第26話 ステッカー
「じびずざん、がだづげ、ぼばりばじだ」
腕時計の針は、16時を少し回ったところだった。剪定した葉や枝をトン袋に入れ終わった阿久津君の報告を受けた。俺は、縦にした右手のこぶしで、左の手首の甲側を2回叩いて「おつかれさま」の手話を返した。
旅館のフロントに行って作業の終了の報告をすると、旅館の女将から風呂を勧められた。
「ほんと、綺麗にしていただいてありがとうございました。おかげさまで、剪定前と見違えるようになって、庭が生き返った感じがしますわ。
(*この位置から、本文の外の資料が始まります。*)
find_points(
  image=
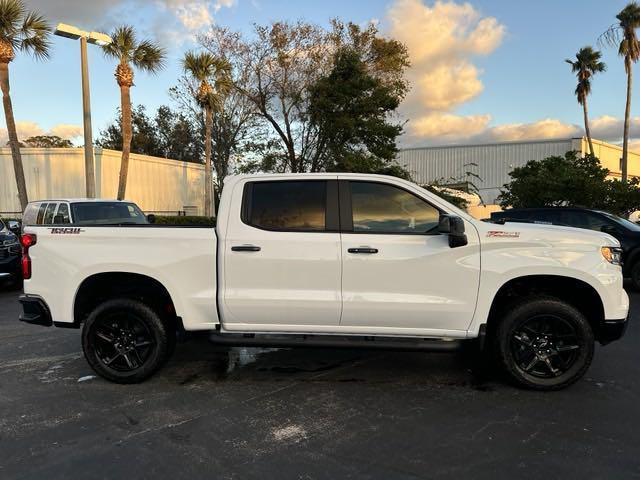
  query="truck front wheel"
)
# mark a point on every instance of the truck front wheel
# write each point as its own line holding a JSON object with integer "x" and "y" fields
{"x": 125, "y": 341}
{"x": 544, "y": 344}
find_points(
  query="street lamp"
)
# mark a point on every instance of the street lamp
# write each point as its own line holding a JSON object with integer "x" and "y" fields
{"x": 97, "y": 38}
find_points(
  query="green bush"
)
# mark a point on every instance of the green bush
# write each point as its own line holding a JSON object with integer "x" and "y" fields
{"x": 187, "y": 220}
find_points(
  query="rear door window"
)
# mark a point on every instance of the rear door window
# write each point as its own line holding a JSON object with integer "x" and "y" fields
{"x": 30, "y": 214}
{"x": 48, "y": 214}
{"x": 297, "y": 206}
{"x": 62, "y": 215}
{"x": 107, "y": 213}
{"x": 40, "y": 217}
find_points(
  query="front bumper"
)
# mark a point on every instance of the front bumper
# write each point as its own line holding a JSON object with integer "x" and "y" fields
{"x": 35, "y": 311}
{"x": 611, "y": 330}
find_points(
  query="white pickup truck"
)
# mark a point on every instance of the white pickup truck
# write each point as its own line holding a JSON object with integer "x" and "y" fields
{"x": 333, "y": 260}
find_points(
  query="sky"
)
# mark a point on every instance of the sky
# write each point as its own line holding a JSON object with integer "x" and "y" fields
{"x": 482, "y": 71}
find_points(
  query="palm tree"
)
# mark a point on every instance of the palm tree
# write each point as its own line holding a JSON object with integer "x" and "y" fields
{"x": 212, "y": 75}
{"x": 623, "y": 36}
{"x": 586, "y": 64}
{"x": 24, "y": 31}
{"x": 145, "y": 55}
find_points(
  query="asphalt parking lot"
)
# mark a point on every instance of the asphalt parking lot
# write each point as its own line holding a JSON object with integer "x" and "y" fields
{"x": 307, "y": 413}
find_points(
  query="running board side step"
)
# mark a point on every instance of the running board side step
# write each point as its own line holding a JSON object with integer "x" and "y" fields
{"x": 334, "y": 341}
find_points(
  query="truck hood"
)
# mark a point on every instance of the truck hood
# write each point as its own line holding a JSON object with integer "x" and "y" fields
{"x": 539, "y": 233}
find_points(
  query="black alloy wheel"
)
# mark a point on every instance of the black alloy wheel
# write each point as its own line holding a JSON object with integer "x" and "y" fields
{"x": 545, "y": 346}
{"x": 126, "y": 341}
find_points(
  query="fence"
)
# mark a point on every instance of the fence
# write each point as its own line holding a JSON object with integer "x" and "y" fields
{"x": 155, "y": 184}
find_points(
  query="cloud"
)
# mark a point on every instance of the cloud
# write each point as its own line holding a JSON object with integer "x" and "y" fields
{"x": 28, "y": 129}
{"x": 67, "y": 130}
{"x": 447, "y": 126}
{"x": 547, "y": 128}
{"x": 441, "y": 128}
{"x": 87, "y": 13}
{"x": 442, "y": 40}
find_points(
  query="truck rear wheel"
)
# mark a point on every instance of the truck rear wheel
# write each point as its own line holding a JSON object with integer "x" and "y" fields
{"x": 544, "y": 344}
{"x": 125, "y": 341}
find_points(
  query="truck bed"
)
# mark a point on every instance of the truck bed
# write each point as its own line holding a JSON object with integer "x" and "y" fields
{"x": 183, "y": 259}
さあさ、ぜひ、うちのお風呂に浸かって汗を流していってくださいな」
着物を着ている女将は、暑いのに汗一つ掻かずにそう言った。
「ほんとに、よろしいんですか?うちら、こんな汚い身なりなんですが」
俺は、遠慮じゃなくて、心からそう言ったのだが、女将は全く気にすることなく風呂場に向かって歩き出しながら俺たちについてくるように促した。
俺は、風呂の手話を知らなかったので、阿久津君に向かって、洗髪や背中をタオルで洗う仕草をして伝えたら「ぼぶろ、ばいれるんでずが?」と聞いてきたので、大きく頷いて長靴を脱ぎ始めた。高級旅館の玄関の雰囲気を壊すのはうまくないので、土間の一番端に長靴を揃えて廊下に上がった。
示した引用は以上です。